Elgar Complete Edition

A Brief History

The publication of a complete edition of his works is arguably the greatest accolade a composer can hope for and the announcement by Novello in 1981 that they were to embark on the publication of a comprehensive uniform edition of all of Elgar's published music was met with universal acclaim by Elgarians. The first volumes, Symphony No.1 and the The Dream of Gerontius, appeared in 1981-82 and over the next ten years, 12 further volumes were published. From the start, Novello revealed their plans for the complete 41 (since increased to 44) volume set, grouped by type of work, allowing them over ensuing years to publish volumes of the most popular works while retaining the structural integrity of the complete edition. Regrettably, the publication of a series such as this is not a commercially attractive venture, and in 1993 Novello withdrew from the project.

     There were few further developments over the ensuing five years other than a growing belief that the edition could not be allowed to remain incomplete. However, public meetings in October 1999 and May 2000 led to a commitment at the Elgar Society's Annual General Meeting on 4 June 2000 that the Society would rise to the challenge of completing the set as the Elgar Society Edition. This was followed by the establishment of a trust, the appointment of a board of directors and the setting up of an editorial board to resume the task of editing future volumes.

     The Elgar Society Edition's explicit aim was simply to complete the Edition begun and abandoned by Novello, emulating the earlier published volumes in all essential respects down to the red imitation leather binding with gold blocking. Under the original concept the Elgar Society Edition board's primary role would be to raise funding for the Edition, delegating the task of preparing works for publication to Novello and other commercial music publishers. But it was perhaps naïve of the board to expect commercial publishers to embrace the board's charitable aspirations. Despite the expressed intention of publishing two new volumes a year, progress was initially slow. Following publication of Vol.25 (a volume held ready for publication by Novello since 1993) on relaunch of the Edition in October 2001, only one further volume appeared in the ensuing five years. The failure to produce new volumes was matched by a lack of success in expanding sales and in raising new sponsorship.

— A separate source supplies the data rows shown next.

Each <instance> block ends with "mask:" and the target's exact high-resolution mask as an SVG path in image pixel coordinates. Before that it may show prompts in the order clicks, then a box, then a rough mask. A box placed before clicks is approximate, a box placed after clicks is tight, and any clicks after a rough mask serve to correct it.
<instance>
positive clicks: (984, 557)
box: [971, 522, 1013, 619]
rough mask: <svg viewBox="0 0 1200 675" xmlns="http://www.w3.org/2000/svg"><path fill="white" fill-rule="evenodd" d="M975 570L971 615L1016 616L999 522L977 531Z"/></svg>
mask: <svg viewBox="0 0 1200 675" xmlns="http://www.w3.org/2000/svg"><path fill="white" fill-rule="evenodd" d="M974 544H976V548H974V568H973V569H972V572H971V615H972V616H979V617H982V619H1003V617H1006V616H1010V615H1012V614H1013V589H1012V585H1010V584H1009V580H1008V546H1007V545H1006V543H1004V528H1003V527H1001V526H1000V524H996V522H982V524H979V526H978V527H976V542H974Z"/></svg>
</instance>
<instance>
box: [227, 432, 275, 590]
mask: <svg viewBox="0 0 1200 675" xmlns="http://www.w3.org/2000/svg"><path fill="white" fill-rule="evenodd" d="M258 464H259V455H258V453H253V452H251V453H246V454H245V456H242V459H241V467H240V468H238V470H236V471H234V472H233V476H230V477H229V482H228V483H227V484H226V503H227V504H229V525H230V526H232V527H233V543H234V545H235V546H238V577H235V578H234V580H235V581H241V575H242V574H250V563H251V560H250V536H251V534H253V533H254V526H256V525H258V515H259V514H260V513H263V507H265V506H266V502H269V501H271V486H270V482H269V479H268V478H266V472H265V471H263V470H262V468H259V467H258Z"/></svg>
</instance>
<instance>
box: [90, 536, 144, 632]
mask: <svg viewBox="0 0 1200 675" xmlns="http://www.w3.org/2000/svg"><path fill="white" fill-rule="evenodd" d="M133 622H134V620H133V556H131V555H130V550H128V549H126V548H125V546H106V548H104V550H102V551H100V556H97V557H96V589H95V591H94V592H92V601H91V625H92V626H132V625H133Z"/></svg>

     The solution was to bring all aspects of the production and distribution process in house, a change which was eventually completed in early 2007. The benefits of the new arrangement were immediately apparent, with two new volumes (Vol.37 - Music for Violin and Vol.4 - King Olaf) appearing in 2007; further volumes have since been published at regular intervals, with the half-way point of 22 volumes being reached with the publication of Vol.24 : Music for String Orchestra in 2011. Sales also increased by 15% during 2007 and new fundraising methods were successfully trialled.

     Not that all problems have been overcome: most importantly, we must find a way of sustaining the availability of volumes originally published and still owned by Novello and now increasingly falling out of print. But the future also holds exciting challenges, not least the development of an electronic, interactive edition which maintains all the values of the hard copy edition (well, perhaps not the imitation leather binding) while taking full advantage of modern technology to interlink and expand on the current content, making each volume a more valuable and easy-to-use research tool for the student and an exciting road to discovery of Elgar's music for the amateur enthusiast.